The new church wanted me involved, which was great. But the story was the same. There were few people my age. I didn’t fit in, though this time because I saw things so much differently than everyone else. When the pastor started telling me my former pastor was wrong and that the standards, which had been very much a part of being Pentecostal to me, were not in the Bible, I started looking for another church. And I found one just 20 miles away.

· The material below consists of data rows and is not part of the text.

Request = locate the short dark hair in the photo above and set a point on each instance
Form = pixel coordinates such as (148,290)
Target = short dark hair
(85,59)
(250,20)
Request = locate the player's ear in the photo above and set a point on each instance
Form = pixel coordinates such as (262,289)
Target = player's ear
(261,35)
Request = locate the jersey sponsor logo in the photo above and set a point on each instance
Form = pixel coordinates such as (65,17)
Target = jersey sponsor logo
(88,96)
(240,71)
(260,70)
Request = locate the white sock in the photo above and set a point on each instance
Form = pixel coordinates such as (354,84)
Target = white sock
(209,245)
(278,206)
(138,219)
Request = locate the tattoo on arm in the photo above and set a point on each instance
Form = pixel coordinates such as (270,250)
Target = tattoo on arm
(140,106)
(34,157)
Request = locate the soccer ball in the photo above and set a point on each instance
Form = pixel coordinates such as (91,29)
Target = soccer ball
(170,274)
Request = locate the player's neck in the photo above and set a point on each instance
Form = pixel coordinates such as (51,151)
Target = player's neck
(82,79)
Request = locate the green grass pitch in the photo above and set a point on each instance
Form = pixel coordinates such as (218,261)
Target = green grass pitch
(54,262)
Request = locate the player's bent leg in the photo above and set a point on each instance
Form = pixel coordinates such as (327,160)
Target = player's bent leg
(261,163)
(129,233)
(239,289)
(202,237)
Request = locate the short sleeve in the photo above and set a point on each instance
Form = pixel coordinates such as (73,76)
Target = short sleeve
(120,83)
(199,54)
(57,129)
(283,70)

I was warned that this new church had issues, but I didn’t listen. They preached The Truth. They had high standards. They welcomed me and were friendly. The pastor and his wife weren’t much older than I was, though the church was very small. I saw this as my opportunity to be on the ground floor of a new church, to stay and become part of the inner circle, one of those who was closest to the pastor’s family and was seen as most faithful because I’d been there before nearly anyone else. I threw myself into it, giving about 30% of my income and hours a week to various ministries. I played the piano and the tambourine, taught Sunday School, prepared and served pre-Sunday School snacks for kids that missed breakfast, went to nursing home visitation weekly, watched the pastor’s kids while he and his wife met with various members after church, and helped with bus ministry.
After two years, the church started having problems. They lost the building they rented. New people weren’t coming (or staying if they did come). The pastor started believing someone was ‘hindering revival’ and calling special prayer meetings for people in the church he said had problems. I was pulled off the piano and out of Sunday School, even though there was no one to replace me, with no explanation. The pastor told the men that he would be leaving for a time, and I found out right before church one morning. I was told that there was no reason to tell the women, that they should ask their husbands at home. Since I didn’t have a husband, I was simply left out. And then he asked me to stay after church. He told me I was a hindrance to revival, he didn’t know if I could be saved, that I was lusting after him and that he wouldn’t let me destroy his ministry. He was preaching out of town, and I could “get right” before he and his family returned or leave permanently.
I spent the next week fasting, praying, and ‘repenting’, begging God to forgive me for whatever my pastor knew was in my heart that I didn’t, and calling everyone in church, asking them to forgive me for whatever they might think I’d done too. When one man asked what I would do if I had to leave, I responded that I’d rather die than leave God… which was a typical Pentecostal response. Later I learned he called the pastor and said I was threatening suicide. I had thought I would fast until the pastor returned, but when he and his family didn’t come back after a week, I tried to call them. He hung up on me, telling me not to bother them or to call again.
While the pastor and his family were still away, his dad came to preach and invited everyone out to eat after church, and I was afraid to go, having been taught “with such an one not to eat” and believing that meant that if I was as bad as the pastor said (which surely I must be, because he was the pastor) that I’d be making people sin if I were to sit down to a meal with them.
I sat through their first service back having heard nothing about their thoughts on my status. He preached how someone would be leaving and would immediately cut her hair and wear pants, how we’d be surprised who it was who left. I never dreamed he was talking about me. I stayed after church in case he wanted to talk to me, but heard nothing. After I got home, I got a phone call: I was never to return to their church. I had been permanently expelled with a phone call.